Jens Weidmann (links) und Wolfgang Schäuble bei einem früherem gemeinsamen Termin im Jahr 2015 in DresdenBild: picture-alliance/dpa/J. Woitas

Einigung im Streit um freien Welthandel?

Unter den führenden Industrie- und Schwellenländern (G20) zeichnet sich indes in der Handelspolitik nach der Blockade der USA eine gemeinsame Linie ab. Bundesfinanzminister Schäuble macht im Vergleich zum Treffen vor einem Monat in Baden-Baden "in der Tendenz eine deutliche Verbesserung" aus. Er glaube daher, dass es bis zum G20-Gipfel der Staats- und Regierungschefs Anfang Juli in Hamburg zum Thema Freihandel und Protektionismus eine "unkonfrontative Lösung" geben werde, sagte der Minister in Washington.

Beim Treffen der G20-Finanzminister und -Notenbankchefs in Baden-Baden hatten die USA in der gemeinsamen Abschlusserklärung ein klares Bekenntnis zum Freihandel und gegen Marktabschottung abgelehnt. Hintergrund ist die "America-First"-Politik unter US-Präsident Donald Trump, der vor allem die heimische Wirtschaft stärken möchte. Deutschland hat in diesem Jahr den G20-Vorsitz.

In Washington kamen die G20 am Rande der Frühjahrstagung des Internationalem Währungsfonds (IWF) erneut zu Beratungen zusammen. Eine Abschlusserklärung sollte es aber nicht geben.

"Dafür brauchen wir die USA"

Bundesbank-Präsident Weidmann verwies darauf, dass der IWF in einer zunehmenden Abschottungspolitik ein Risiko für die Weltwirtschaft sehe. Die Debatte der politischen Risiken werde noch einen breiten Raum einnehmen. Handelsbeschränkungen schadeten nicht nur Handelspartnern, sondern auch den Ländern selbst. So würden etwa Einfuhren für amerikanische Verbraucher teurer.  

Schäuble betonte, die großen Herausforderungen weltweit könnten nur durch Kooperation angegangen werden. "Dafür brauchen wir die USA", sagte er. "Und das haben wir versucht - mit all den guten Argumenten, die wir haben - allen, die uns zuhören wollten, nahezubringen."

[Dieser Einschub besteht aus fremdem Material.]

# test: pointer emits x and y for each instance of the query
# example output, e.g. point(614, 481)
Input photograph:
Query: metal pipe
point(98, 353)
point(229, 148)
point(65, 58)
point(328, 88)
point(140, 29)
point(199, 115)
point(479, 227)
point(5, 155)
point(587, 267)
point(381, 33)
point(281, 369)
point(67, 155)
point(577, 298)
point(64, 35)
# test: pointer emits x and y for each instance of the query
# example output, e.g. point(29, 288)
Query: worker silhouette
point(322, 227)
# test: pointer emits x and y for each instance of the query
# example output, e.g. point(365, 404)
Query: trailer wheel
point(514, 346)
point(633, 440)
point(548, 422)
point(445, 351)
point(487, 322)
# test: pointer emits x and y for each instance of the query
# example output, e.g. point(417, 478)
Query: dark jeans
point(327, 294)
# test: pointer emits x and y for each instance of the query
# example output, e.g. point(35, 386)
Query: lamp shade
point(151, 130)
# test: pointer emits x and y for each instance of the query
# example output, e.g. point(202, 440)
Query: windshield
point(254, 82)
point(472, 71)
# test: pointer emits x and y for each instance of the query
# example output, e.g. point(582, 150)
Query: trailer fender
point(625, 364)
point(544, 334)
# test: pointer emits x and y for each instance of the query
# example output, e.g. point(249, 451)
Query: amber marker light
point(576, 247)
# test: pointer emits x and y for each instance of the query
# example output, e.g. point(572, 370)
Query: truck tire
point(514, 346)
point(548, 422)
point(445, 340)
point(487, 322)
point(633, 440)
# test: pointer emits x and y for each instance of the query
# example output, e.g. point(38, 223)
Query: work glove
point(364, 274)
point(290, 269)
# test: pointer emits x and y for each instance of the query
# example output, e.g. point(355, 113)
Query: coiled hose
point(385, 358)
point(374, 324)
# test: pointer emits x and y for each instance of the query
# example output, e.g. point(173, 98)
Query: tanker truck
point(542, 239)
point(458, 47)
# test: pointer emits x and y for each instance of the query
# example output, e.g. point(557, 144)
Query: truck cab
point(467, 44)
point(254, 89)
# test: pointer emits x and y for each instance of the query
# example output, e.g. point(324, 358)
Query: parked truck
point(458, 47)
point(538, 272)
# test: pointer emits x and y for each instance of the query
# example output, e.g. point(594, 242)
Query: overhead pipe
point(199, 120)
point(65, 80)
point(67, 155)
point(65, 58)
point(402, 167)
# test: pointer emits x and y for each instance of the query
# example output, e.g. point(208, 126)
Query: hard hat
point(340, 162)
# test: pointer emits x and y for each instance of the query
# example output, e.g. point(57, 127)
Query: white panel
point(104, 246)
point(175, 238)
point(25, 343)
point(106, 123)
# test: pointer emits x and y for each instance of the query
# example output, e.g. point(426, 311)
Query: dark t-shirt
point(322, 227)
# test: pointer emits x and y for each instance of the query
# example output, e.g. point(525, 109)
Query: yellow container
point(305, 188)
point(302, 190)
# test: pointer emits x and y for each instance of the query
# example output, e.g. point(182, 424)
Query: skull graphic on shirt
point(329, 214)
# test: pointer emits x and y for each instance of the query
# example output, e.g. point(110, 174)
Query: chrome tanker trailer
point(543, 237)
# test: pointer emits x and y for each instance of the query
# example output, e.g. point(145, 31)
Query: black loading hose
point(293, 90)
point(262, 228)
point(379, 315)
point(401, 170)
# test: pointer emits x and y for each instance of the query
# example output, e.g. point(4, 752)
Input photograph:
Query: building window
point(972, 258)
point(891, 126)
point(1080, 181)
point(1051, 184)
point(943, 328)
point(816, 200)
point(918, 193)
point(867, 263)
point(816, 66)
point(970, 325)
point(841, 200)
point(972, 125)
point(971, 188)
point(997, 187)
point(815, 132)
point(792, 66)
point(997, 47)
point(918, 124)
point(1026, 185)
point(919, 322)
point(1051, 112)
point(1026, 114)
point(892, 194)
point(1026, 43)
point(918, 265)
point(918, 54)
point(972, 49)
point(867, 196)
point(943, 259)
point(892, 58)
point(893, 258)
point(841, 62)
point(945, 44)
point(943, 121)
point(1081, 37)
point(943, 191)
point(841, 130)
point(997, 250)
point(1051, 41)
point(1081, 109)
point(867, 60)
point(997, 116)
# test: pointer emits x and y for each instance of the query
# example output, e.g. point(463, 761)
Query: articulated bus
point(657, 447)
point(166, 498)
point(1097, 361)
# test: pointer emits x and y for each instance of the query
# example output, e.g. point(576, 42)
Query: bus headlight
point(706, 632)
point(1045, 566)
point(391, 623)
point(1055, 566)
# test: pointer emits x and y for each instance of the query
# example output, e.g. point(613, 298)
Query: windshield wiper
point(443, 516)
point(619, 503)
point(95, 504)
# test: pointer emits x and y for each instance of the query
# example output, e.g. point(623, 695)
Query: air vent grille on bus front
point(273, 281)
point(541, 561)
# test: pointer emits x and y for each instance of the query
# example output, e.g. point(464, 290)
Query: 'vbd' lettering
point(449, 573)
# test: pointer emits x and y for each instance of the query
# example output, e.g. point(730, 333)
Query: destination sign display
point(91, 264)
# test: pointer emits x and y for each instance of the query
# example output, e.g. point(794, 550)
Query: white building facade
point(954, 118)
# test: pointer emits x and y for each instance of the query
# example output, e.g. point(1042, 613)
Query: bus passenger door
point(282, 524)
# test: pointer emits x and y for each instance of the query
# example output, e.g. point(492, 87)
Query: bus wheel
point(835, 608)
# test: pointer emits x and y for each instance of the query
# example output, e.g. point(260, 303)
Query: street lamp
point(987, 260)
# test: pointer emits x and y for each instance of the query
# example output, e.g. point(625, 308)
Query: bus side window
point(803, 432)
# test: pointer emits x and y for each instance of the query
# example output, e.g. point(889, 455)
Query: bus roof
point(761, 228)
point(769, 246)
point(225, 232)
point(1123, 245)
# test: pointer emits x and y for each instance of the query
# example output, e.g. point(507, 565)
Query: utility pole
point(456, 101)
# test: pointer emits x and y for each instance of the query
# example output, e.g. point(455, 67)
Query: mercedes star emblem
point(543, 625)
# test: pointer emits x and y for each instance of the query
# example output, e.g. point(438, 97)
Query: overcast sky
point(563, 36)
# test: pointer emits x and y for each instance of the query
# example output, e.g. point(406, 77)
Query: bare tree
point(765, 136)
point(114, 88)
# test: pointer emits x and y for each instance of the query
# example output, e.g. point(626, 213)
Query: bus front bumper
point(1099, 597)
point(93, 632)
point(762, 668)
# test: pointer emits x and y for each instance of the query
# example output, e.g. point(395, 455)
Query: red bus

"Wir sind auf alles vorbereitet"

Jens Weidmann sagte bei der Pressekonferenz mit Blick auf die anstehende Präsidentenwahl in Frankreich, die derzeit die Anleger an den Börsen nervös macht: "Sie können grundsätzlich davon ausgehen, dass wir immer auf alles vorbereitet sind." Es handele sich aber hier um "ein politisches Thema, dessen Konsequenzen auch von Frankreich und von den Franzosen gelöst werden müssen und nicht von den Notenbanken gelöst werden können".